Putting aside the controversial evidence for and against newborn imitation, Keven and Akins [] considered whether newborn infants’ sensory–motor and brain development enables imitation. Their detailed analysis drawing on modern accounts of early neuromotor development suggested that imitation of mouth gestures, and tongue protrusion in particular, is beyond the capacity of neonates whose nervous systems are still adapting to postpartum life. It takes months for the newborn brain to coordinate breathing with sucking and swallowing liquids. As these functions mature, newborns engage in repetitive oral activity, including a lot of mouth opening and closing, and tongue protrusion and retraction. These patterned behaviours are involuntary, driven by subcortical brain mechanisms, and increase when newborns are aroused.
Keven and Akins’ analysis suggests that voluntary production of oral–facial movements in response to a matching model is physically impossible in newborns, because these gestures are generated by the brain’s subcortex in the first months of life. This would mean that so-called imitation in the newborn period is simply coincidental, since neonates’ involuntary mouth movements increase in response to the arousing sight of an experimenter’s animated face. This conclusion has been offered previously, based on observations that newborns increase their tongue protrusions in response to various arousing stimuli including light displays and orchestral music []. Keven and Akins’ analysis also addresses the claim that newborn imitation fades out around 2–3 months of age: at that stage, the ‘wiring up’ of sucking, swallowing, and respiration functions are complete, so infants no longer involuntarily produce oral–facial movements in response to arousing stimuli.

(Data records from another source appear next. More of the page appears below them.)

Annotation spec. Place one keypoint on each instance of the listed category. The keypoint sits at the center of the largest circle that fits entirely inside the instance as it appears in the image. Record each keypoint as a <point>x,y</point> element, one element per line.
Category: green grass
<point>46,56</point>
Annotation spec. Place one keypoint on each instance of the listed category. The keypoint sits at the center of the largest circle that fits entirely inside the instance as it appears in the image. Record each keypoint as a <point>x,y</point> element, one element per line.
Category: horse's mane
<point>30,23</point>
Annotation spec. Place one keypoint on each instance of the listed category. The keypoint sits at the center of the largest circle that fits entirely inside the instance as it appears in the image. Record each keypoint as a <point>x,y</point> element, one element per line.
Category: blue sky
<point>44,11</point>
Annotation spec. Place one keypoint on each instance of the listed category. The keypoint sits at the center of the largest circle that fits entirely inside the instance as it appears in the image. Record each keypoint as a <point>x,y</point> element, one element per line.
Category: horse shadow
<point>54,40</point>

Keven and Akins’ analysis demonstrates the value of asking different questions in relation to newborn imitation, rather than just focusing on ‘do they, or don’t they?’ However, their analysis was itself controversial, as evident in the open peer commentaries accompanying their article. For instance, some commentators dismissed the analysis as irrelevant to newborn imitation, relying on claims that a range of facial and manual gestures, in addition to tongue protrusion and mouth opening, are imitated by neonates [,]. Others accepted that newborns’ oral–facial movements promote maturation of sucking and swallowing but argued that they simultaneously function as communicative signals in face-to-face interactions with caregivers [,].
There is no doubt that imitation is a central element of human development. Indeed, there is a vast literature documenting what children imitate, from whom, and under what circumstances []. However, we still do not know when or how this ubiquitous behaviour emerges, which means that we do not truly understand it (see Outstanding Questions). If imitation turns out to be learned rather than inborn, this would not diminish the theoretical significance of imitation for infant–parent bonding, social learning or later-developing interpersonal skills. Rather, it would highlight the brain’s proclivity to create connections between ourselves and others, from the first months of life.
Outstanding Questions
Is there evidence of imitation when newborns are tested with objective measures such as EMG?

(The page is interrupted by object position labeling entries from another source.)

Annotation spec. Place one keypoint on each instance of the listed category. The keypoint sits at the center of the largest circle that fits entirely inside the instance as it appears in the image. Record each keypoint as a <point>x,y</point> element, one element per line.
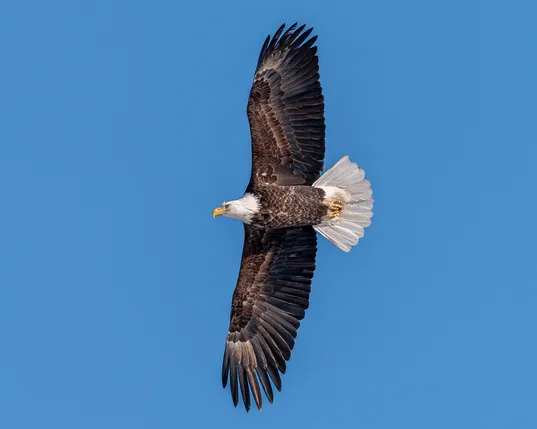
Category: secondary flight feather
<point>285,203</point>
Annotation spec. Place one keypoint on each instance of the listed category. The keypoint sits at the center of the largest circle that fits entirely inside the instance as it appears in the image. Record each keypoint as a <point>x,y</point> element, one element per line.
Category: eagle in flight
<point>285,203</point>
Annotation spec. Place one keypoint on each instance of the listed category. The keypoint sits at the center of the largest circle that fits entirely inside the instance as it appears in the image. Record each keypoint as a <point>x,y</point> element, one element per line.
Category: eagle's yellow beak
<point>219,211</point>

Does video modelling of gestures genuinely increase newborns’ imitative response as suggested by the meta-analysis? If so, why?

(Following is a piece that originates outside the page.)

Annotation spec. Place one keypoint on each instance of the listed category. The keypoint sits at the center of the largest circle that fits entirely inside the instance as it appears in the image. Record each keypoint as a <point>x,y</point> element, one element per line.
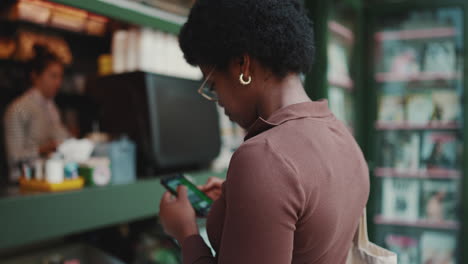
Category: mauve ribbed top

What accounts for the meta-analytic finding that neonatal imitation varies by research group?
How frequently do infants experience observation–action correspondences during a typical day and is this variable related to production of imitation?
Are different types of observation–action correspondence (e.g., self-observation, mirror exposure, and caregiver mimicry) related to different forms of imitation in infancy?
Can imitation be promoted in infants with observation-action training as predicted by ASL?